Tatsache sei auch, dass in vielen Landkreisen und Städten zusätzlich zu den verschiedenen Betrieben der mittelständigen Wirtschaft, gerade Gesundheits- und Sozialeinrichtungen, wie Pflegeheime, stationäre/ambulante Einrichtungen für Menschen mit Behinderung und allen voran die Krankenhäuser, die größten Arbeitgeber seien, auch in der Südpfalz.

Falk: „Durch den mittelfristig drohenden Fachkräftemangel im ärztlichen und pflegerischen Bereich stehen fast alle Gesundheitseinrichtungen vor großen Herausforderungen.

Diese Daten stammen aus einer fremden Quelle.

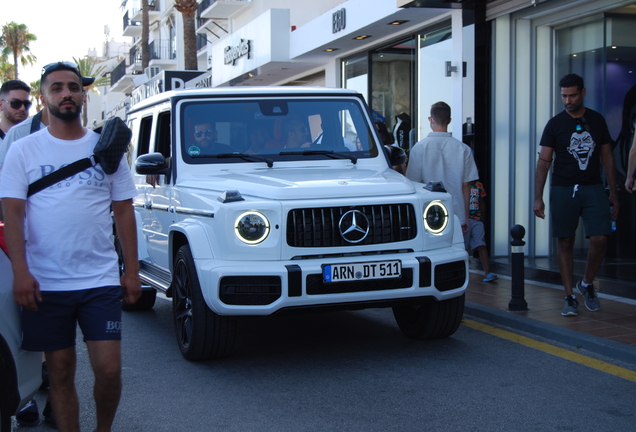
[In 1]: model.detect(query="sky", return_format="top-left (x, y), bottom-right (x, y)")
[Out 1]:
top-left (0, 0), bottom-right (132, 84)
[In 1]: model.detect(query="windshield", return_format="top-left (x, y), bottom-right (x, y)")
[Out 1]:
top-left (181, 97), bottom-right (378, 165)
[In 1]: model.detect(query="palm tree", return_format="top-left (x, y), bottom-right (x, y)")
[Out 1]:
top-left (141, 0), bottom-right (150, 70)
top-left (0, 21), bottom-right (37, 79)
top-left (174, 0), bottom-right (199, 70)
top-left (0, 59), bottom-right (15, 82)
top-left (73, 56), bottom-right (110, 126)
top-left (29, 80), bottom-right (42, 112)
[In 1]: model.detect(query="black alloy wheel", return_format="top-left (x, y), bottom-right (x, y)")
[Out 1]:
top-left (172, 245), bottom-right (236, 361)
top-left (393, 294), bottom-right (466, 340)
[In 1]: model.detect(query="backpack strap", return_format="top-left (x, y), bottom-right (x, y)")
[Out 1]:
top-left (29, 110), bottom-right (42, 135)
top-left (27, 156), bottom-right (95, 198)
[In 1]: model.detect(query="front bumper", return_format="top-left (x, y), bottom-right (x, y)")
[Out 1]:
top-left (195, 246), bottom-right (468, 315)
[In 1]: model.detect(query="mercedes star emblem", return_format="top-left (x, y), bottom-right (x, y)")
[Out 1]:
top-left (338, 210), bottom-right (369, 243)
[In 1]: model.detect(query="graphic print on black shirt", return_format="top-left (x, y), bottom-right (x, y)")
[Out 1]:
top-left (540, 108), bottom-right (612, 186)
top-left (568, 126), bottom-right (596, 171)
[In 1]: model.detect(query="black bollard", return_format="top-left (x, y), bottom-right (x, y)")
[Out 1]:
top-left (508, 225), bottom-right (528, 311)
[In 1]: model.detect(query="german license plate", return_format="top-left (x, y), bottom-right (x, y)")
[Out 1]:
top-left (322, 260), bottom-right (402, 282)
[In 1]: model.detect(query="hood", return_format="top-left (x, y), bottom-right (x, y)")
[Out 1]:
top-left (178, 166), bottom-right (415, 200)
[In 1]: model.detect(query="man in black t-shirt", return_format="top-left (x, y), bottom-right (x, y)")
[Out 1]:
top-left (534, 74), bottom-right (618, 316)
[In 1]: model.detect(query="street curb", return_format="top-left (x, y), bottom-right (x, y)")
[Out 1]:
top-left (464, 301), bottom-right (636, 366)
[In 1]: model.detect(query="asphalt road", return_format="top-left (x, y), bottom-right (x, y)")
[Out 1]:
top-left (14, 298), bottom-right (636, 432)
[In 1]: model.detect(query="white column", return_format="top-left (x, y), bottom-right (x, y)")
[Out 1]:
top-left (451, 9), bottom-right (464, 141)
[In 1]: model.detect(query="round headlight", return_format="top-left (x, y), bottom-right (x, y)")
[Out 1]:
top-left (424, 201), bottom-right (448, 234)
top-left (234, 211), bottom-right (269, 244)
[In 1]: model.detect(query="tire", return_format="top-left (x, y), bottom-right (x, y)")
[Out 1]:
top-left (0, 407), bottom-right (11, 432)
top-left (172, 245), bottom-right (236, 361)
top-left (393, 294), bottom-right (466, 340)
top-left (114, 235), bottom-right (157, 312)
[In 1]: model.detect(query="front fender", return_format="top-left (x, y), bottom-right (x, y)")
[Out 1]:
top-left (453, 215), bottom-right (466, 249)
top-left (169, 218), bottom-right (216, 269)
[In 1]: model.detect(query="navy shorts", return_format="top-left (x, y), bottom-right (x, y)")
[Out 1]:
top-left (22, 286), bottom-right (122, 351)
top-left (550, 184), bottom-right (612, 237)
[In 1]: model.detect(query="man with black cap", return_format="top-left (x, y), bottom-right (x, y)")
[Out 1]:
top-left (0, 77), bottom-right (95, 221)
top-left (0, 62), bottom-right (141, 431)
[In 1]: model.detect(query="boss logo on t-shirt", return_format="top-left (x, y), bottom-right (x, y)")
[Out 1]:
top-left (40, 164), bottom-right (106, 189)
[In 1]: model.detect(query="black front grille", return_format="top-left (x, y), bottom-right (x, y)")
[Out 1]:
top-left (287, 204), bottom-right (417, 247)
top-left (219, 276), bottom-right (281, 306)
top-left (435, 261), bottom-right (466, 291)
top-left (307, 268), bottom-right (413, 294)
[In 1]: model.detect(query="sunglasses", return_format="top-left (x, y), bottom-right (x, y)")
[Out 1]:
top-left (194, 129), bottom-right (214, 138)
top-left (2, 99), bottom-right (33, 111)
top-left (41, 62), bottom-right (82, 79)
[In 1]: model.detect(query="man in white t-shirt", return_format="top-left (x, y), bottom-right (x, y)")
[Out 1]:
top-left (0, 62), bottom-right (141, 431)
top-left (406, 102), bottom-right (479, 234)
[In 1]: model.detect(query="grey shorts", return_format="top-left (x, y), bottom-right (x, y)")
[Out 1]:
top-left (550, 184), bottom-right (612, 237)
top-left (464, 218), bottom-right (486, 252)
top-left (22, 286), bottom-right (122, 351)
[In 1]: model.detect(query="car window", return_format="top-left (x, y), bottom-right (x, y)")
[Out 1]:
top-left (180, 98), bottom-right (378, 164)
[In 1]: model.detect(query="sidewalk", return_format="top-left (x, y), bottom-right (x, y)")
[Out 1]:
top-left (466, 270), bottom-right (636, 365)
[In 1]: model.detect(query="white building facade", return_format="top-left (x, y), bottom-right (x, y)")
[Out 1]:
top-left (102, 0), bottom-right (636, 276)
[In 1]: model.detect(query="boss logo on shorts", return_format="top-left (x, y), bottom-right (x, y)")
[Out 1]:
top-left (106, 321), bottom-right (121, 333)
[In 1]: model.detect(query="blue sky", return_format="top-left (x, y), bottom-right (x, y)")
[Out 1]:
top-left (0, 0), bottom-right (132, 84)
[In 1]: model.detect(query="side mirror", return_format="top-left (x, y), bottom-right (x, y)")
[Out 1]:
top-left (135, 153), bottom-right (170, 175)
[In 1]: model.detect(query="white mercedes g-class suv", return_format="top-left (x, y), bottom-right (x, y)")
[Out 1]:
top-left (124, 87), bottom-right (468, 360)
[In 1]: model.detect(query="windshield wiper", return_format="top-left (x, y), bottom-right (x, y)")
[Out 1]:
top-left (208, 153), bottom-right (274, 168)
top-left (278, 150), bottom-right (358, 165)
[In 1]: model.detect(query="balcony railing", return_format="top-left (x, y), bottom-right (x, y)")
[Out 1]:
top-left (124, 11), bottom-right (141, 31)
top-left (197, 34), bottom-right (208, 51)
top-left (148, 39), bottom-right (177, 60)
top-left (129, 45), bottom-right (141, 65)
top-left (110, 60), bottom-right (126, 87)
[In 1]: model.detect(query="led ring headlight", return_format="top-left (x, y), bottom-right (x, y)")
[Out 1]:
top-left (234, 211), bottom-right (269, 244)
top-left (424, 201), bottom-right (448, 234)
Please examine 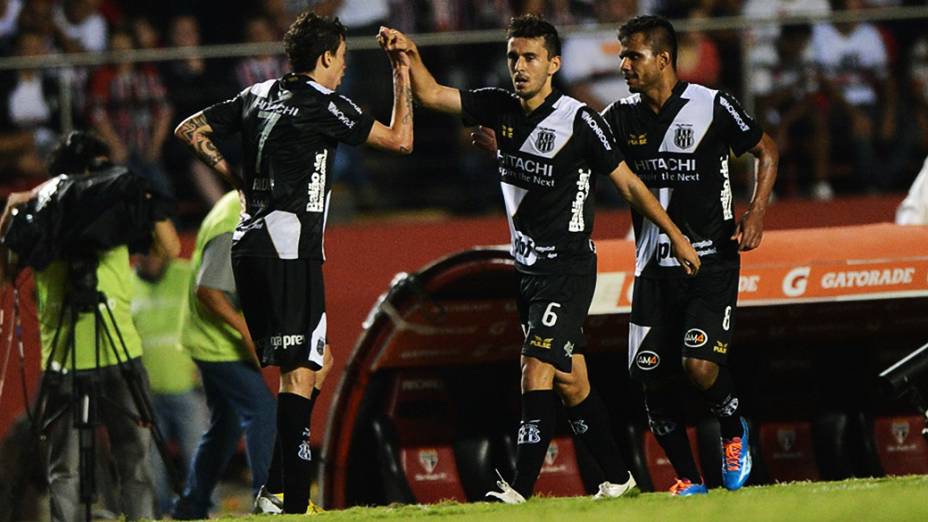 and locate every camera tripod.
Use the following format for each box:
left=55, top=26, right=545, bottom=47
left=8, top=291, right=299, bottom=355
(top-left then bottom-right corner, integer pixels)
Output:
left=33, top=259, right=181, bottom=521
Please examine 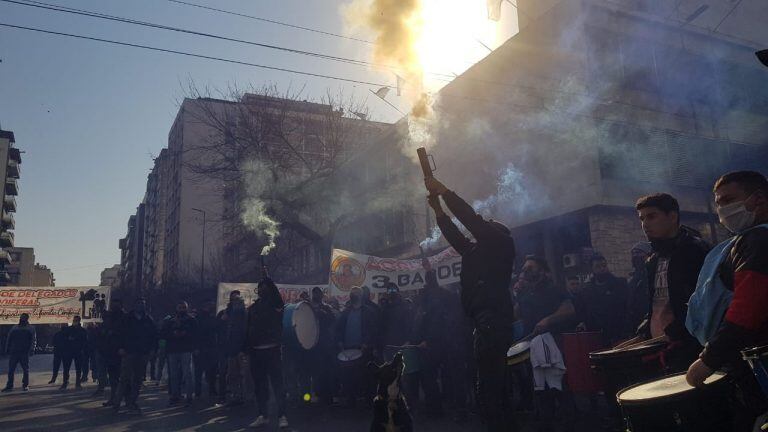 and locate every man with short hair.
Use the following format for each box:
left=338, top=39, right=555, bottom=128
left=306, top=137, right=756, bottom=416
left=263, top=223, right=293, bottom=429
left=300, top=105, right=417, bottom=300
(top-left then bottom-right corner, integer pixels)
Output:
left=686, top=171, right=768, bottom=431
left=162, top=301, right=197, bottom=406
left=59, top=315, right=88, bottom=390
left=112, top=298, right=157, bottom=412
left=3, top=313, right=37, bottom=392
left=635, top=193, right=709, bottom=373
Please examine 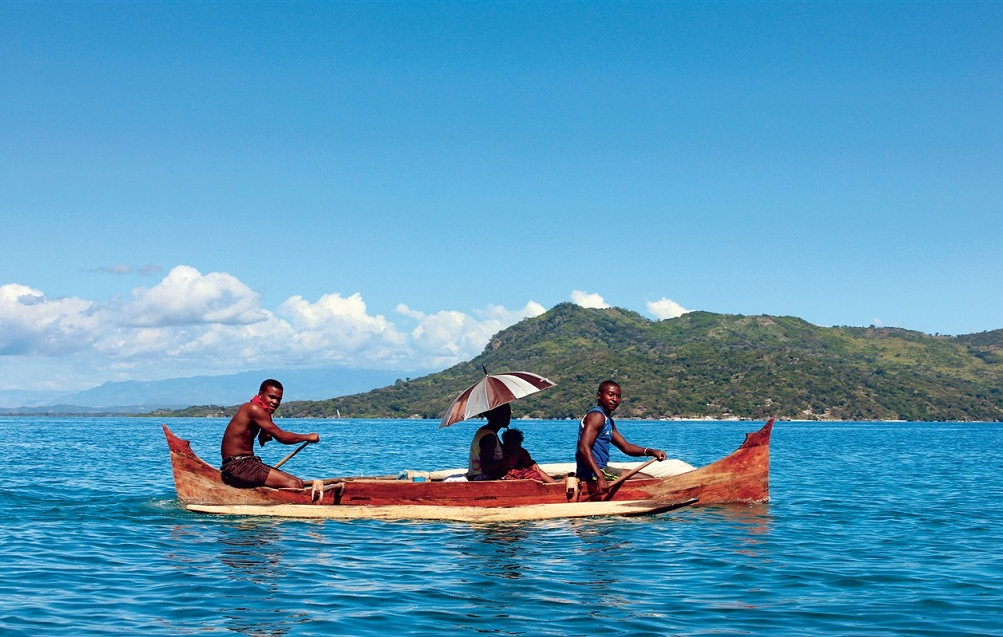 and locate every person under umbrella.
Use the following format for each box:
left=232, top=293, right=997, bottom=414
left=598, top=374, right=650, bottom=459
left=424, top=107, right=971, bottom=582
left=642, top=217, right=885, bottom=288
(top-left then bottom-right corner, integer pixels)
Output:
left=466, top=402, right=512, bottom=481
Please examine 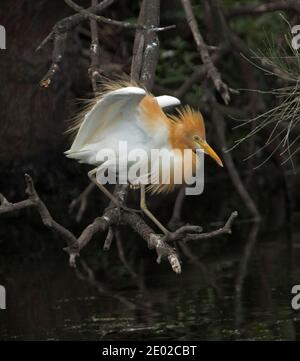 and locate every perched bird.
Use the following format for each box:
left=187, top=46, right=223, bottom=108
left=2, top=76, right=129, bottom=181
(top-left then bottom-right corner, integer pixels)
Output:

Vakante Stellenangebote zeitnah mit qualifizierten Fachkräften zu besetzen, ist für viele Träger und Krankenhäuser mit großen Schwierigkeiten verbunden, besonders bei der Stellenbesetzung in den hochqualifizierten Arbeitsbereichen „ärztliches Fachpersonal“, „IT-Management“, „Medizincontrolling“ und allen voran bei „qualifizierten Medizinberufen und Pflegekräften“.

Ähnliches gelte für den Fachkräftemangel in Rehabilitationseinrichtungen, in der Kinder- und Jugendhilfe, in Pflegeheimen sowie in Einrichtungen für Menschen mit Behinderung. Die von „hoher Komplexität getragenen Arbeitsbedingungen und die ausbaufähige Familienfreundlichkeit“ im Gesundheits- und Sozialsektor gehören laut Falk, in den Fokus der Betrachtung, um adäquate Lösungen für die Zukunft erarbeiten zu können.

„Viele Arbeitgeber und die Landesregierung Rheinland-Pfalz haben diese Problematik bereits erkannt“, weiß Falk. Arbeitgeber und Arbeitnehmer stünden angesichts einer steigenden Behandlungs- und Pflegebedürftigkeit der Bevölkerung (demografische Entwicklung), dabei in gemeinsamer Verantwortung.

Was getan werden muss? Falk: „Alle Beteiligten und relevante politische Entscheidungsträger sollten weiterhin konstruktiv in diesem obligatorischen Weiterentwicklungsprozess miteinander zusammen arbeiten.“

„Gemeinsam stark in fairer und vertrauensvoller Kooperation für eine bestmögliche Gesundheitsversorgung der Bevölkerung“, lautet sein leidenschaftlicher Appell.